Many employers are not willing to leave disability to chance and therefore offer disability plans to their employees. These income insurance plans typically cover a portion of an employee’s income in case of an accident or illness that limits a person’s ability to work. Short-term disability and long-term disability are both options that employers can pursue, and they can cover everything from the birth of a child to cancer, a disabling injury to a mental disorder, heart attack to lengthy illness.

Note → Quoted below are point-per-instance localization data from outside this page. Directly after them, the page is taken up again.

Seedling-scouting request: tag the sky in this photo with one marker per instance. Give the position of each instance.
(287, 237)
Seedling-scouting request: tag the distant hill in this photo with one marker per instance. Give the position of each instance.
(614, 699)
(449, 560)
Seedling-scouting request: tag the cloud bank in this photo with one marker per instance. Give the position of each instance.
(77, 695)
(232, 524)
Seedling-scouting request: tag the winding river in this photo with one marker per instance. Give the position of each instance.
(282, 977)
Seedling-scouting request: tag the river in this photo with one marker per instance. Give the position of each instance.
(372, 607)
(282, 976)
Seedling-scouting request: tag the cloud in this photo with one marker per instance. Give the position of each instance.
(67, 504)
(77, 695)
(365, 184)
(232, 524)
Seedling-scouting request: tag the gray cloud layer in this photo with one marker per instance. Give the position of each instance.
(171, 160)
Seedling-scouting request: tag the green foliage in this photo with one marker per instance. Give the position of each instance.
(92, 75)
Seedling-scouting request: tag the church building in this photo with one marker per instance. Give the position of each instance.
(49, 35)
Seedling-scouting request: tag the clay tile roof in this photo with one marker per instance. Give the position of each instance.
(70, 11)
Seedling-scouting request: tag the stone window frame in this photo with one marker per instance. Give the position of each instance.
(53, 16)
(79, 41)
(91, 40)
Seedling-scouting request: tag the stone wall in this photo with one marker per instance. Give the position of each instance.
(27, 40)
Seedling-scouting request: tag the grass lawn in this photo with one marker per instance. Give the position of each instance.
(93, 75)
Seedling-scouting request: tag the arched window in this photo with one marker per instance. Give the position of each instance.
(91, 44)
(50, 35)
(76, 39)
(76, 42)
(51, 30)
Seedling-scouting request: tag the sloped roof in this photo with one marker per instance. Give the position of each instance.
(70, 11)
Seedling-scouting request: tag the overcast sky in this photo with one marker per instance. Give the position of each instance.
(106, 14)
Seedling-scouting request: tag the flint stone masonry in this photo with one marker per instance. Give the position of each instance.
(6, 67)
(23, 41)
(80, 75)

Some employers may want to limit their monetary contribution to employee benefits but still offer various types of coverage to their employees. Voluntary benefits are paid completely by employees through the deferment of their pay and can include accident insurance, life insurance, disability, vision, dental, and cancer and critical illness insurance.
EMPLOYEE ASSISTANCE PROGRAMS (EAP)
Employers want their employees to thrive and do their best possible work every day. Life does happen, though, and challenges will arise that could negatively affect job performance or health and wellness. Employee assistance programs are voluntary, work-based programs that offer free, confidential assessments, short-term counseling, and follow-up services to employees with personal or work-related problems, from mental instability to substance abuse, grief to family problems.
CONSOLIDATED OMNIBUS BUDGET RECONCILIATION ACT (COBRA)
The federal Consolidated Omnibus Budget Reconciliation Act (COBRA) has made it possible for an employee to temporarily keep their health care coverage after employment ends. COBRA requires the employer to offer continuing group health coverage at group rates for employees who are losing coverage because of retirement, termination, or reduction of employment hours.